Bare ccsa rotate (what the scheduler runs) is idempotent: it computes the current
slot's theme and exits without touching anything when that theme is already showing.
Rotation never writes to the backup pool at all — theme writes are machine-made and
reproducible from rotation.json, and your human-made config is protected by the
snapshot (which rotate off restores from).
| Command | Description |
|---|---|
apply <json|base64> |
Apply a config (raw JSON or base64) |
list |
Show the current config and every backup in the pool |
restore |
Roll back to the newest settings.<date>.json backup |
export |
Print the current config to stdout (and copy it to the clipboard) |
clean |
Delete every backup in the pool for this config |
rotate on <bundle> |
Turn on theme rotation (accepts -f / --stdin like apply) |
rotate off |
Turn rotation off: unregister the job, restore the previous config |
rotate status |
Current theme, next switch, schedule registration |
rotate |
Apply the current slot's theme (what the scheduled job runs) |
apply is the default command, so the word itself may be omitted:
ccsa '<json>' does the same thing. A command word, if given, must come
first: ccsa restore, not ccsa --restore.
| Option | Description |
|---|---|
-f, --file <path> |
Read config from a JSON file (for apply) |
--stdin |
Read config from stdin (for apply) |
--no-backup |
Skip the timestamped backup (for apply / restore) |
--no-merge |
Replace the whole file (drop installation & unknown keys) (for apply) |
-h, --help |
Show help |
-v, --version |
Print version |
The positional argument is treated as raw JSON if it starts with {, otherwise as base64.

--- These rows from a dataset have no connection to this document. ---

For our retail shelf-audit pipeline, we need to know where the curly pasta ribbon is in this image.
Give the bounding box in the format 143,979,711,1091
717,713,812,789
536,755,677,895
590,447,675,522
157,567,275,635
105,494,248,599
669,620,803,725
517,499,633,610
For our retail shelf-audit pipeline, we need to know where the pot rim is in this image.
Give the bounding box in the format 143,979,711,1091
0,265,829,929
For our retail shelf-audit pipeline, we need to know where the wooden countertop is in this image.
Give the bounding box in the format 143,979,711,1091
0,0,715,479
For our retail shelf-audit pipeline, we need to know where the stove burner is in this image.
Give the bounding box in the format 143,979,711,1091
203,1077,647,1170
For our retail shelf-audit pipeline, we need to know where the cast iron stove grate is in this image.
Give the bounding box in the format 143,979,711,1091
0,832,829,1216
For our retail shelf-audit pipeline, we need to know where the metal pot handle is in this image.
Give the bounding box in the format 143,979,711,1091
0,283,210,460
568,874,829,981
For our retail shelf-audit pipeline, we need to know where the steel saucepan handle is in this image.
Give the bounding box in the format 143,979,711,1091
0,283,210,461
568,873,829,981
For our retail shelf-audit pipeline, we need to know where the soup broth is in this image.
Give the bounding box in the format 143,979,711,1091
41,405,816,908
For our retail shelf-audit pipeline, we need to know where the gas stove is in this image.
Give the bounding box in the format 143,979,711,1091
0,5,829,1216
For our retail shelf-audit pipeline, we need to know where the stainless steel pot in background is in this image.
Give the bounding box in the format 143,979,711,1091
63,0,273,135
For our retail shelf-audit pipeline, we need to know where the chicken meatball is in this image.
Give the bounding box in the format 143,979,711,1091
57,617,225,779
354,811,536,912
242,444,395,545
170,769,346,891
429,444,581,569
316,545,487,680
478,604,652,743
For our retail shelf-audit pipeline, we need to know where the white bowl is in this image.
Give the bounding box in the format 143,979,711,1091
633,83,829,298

ccstatusline reads a hardcoded ~/.config/ccstatusline/settings.json on every platform —
there is no XDG_CONFIG_HOME or Windows APPDATA special-casing — so this tool always targets
that exact path (there's no --config override: a config written anywhere else is a file
ccstatusline would never read anyway). Backups live in their own ~/.config/ccsa/
directory (same homedir()/.config/… scheme, just a different folder), independent of
ccstatusline. To test against a throwaway path, override $HOME for the invocation (see
"Local development" below).
No build or npx needed — Node 24 runs the TypeScript sources directly:
node src/cli.ts --help # run the CLI
HOME=/tmp/ccsl-test node src/cli.ts '{"version":3,"lines":[[]]}' # safe test, doesn't touch the real config
pnpm dev -- --help # same, with --watch
pnpm test # vitest on the .ts sources
pnpm build # tsc → dist/ (what gets published)Always override $HOME for manual testing so you never clobber your real
~/.config/ccstatusline/settings.json.